June Everett and her team at BackPack Society work to address food insecurity here in our hometown. A 501(c)(3) nonprofit, they focus on filling the food gap on weekends and during school breaks for students, their families and partner with school staff so students can grow, learn, and thrive.
+ What inspired you to start BPS and how did you get started?
Career burnout is what really shifted my focus. My professional career was in Human Resources and I woke up one day and knew I needed a change. I wanted to focus on helping others. I am very fortunate to have an amazingly supportive husband who has encouraged me at every step.
I originally looked into helping my hometown community in Rocky Ford, Colo., which has an 80 percent Free and Reduced Lunch eligibility. It was my husband who said, we have a school in our back yard, why don't you see if they need help. I, like many others, didn't think there was a need in our community. I started researching and found that Douglas County had about 7 percent Free and Reduced eligibility, which was around 5,500 students. I knew that this goal was obtainable and we could make a difference, one school at a time. I also knew that many students wouldn't sign up if they had to carry a bag of food and risk being singled out or looking different than the others. My original idea was to put this food in an unmarked and reusable drawstring backpack, hence "Backpack Society," a secret society where kids could get the food they needed without risking embarrassment.
I reached out to Thunder Ridge High School and just asked if a weekend food program would be something they would be interested in, and I rolled out a pilot program for 20 students. I was fully funding it myself, but I knew in my heart when more people found out about the need, they too would help.
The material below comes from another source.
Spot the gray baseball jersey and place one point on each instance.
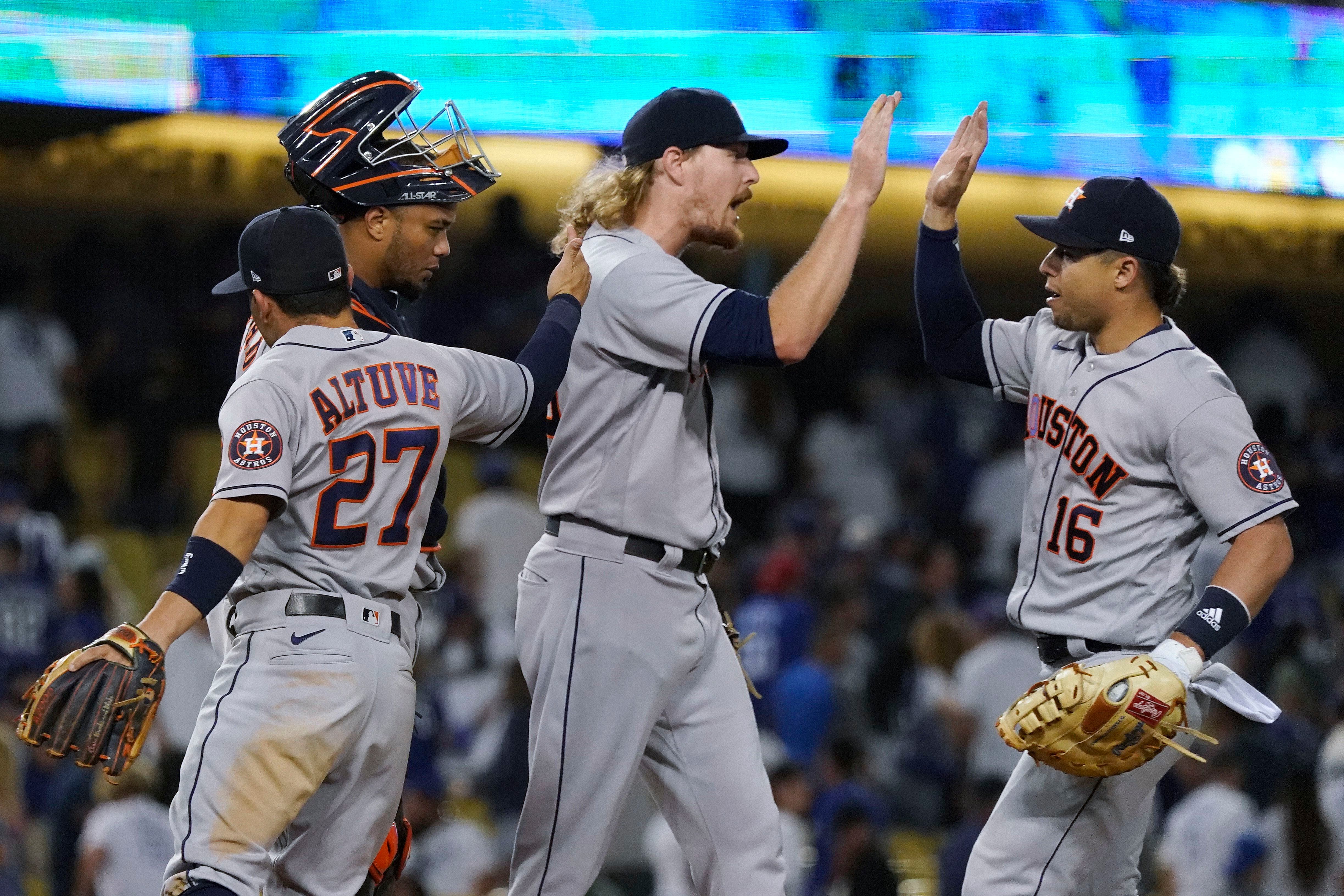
(634, 448)
(349, 428)
(1131, 459)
+ Highlands Ranch and Lone Tree seem like affluent places? Why is this service needed?This is a great question. Most people don't realize there are folks right here in our community who need help. Hunger can affect people from all walks of life, it doesn't discriminate. Before the pandemic, we knew there was a need and now that need has grown even more. Many households are just one job loss, missed paycheck, or medical emergency away from hunger. Being an affluent community can overshadow those living right here who need help, which is why it is important for organizations like ours to exist.
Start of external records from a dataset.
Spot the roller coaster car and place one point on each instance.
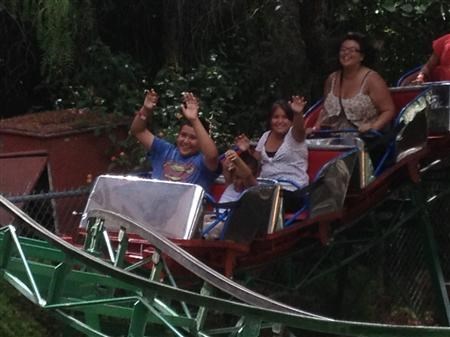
(344, 185)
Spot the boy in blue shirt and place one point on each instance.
(194, 158)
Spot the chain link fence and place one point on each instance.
(60, 212)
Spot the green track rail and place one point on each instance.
(99, 299)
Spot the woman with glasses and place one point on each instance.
(356, 97)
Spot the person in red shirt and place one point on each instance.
(437, 67)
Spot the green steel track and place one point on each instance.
(99, 298)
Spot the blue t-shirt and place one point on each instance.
(169, 164)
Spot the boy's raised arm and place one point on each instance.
(143, 116)
(207, 145)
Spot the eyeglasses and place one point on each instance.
(349, 50)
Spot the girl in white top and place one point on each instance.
(281, 150)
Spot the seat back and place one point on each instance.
(254, 213)
(173, 209)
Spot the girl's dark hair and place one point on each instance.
(284, 105)
(364, 46)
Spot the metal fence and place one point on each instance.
(59, 212)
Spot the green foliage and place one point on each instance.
(62, 28)
(214, 83)
(108, 83)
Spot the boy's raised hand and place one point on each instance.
(242, 142)
(151, 99)
(297, 103)
(190, 106)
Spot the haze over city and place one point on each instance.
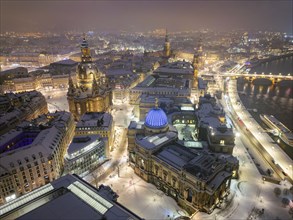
(145, 15)
(172, 110)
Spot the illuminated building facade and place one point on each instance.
(98, 123)
(68, 197)
(91, 93)
(18, 107)
(197, 180)
(33, 154)
(169, 80)
(212, 126)
(167, 46)
(84, 154)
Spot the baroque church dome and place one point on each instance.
(156, 119)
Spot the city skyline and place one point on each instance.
(145, 15)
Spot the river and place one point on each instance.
(268, 98)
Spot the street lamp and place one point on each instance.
(118, 171)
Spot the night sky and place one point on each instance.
(144, 15)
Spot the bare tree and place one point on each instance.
(277, 191)
(285, 192)
(285, 201)
(291, 212)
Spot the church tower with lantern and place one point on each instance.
(167, 46)
(91, 93)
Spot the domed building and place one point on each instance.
(156, 120)
(196, 179)
(92, 92)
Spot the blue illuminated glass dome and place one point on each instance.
(156, 119)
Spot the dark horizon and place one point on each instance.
(25, 15)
+ What areas do you serve?
We currently have 25 schools in Highlands Ranch, one in Lone Tree and Sedalia. We just started rolling out to Littleton this school year, and plan to see large growth there.
BackPack Society Programs
Student Weekend Program — Students go home with six meals, plus snacks and drinks.
Family/Staff Program — Groceries for their entire household. Families pick up milk, eggs, meat, fresh produce, bread, etc.
School Pantry Program - Shelf-stable snacks and small meals students have access to at school.
Warren Village Outreach - A nonprofit that helps single-parent families transition out of homelessness. Food for after SNAP benefits run out at the end of the month.
Partners - Food Bank of the Rockies, We Don't Waste, Flower Baking Co., King Soopers Zero Hunger/Zero Waste, Copeland Family Dental, Mountainview Christian Church, Modern Plate.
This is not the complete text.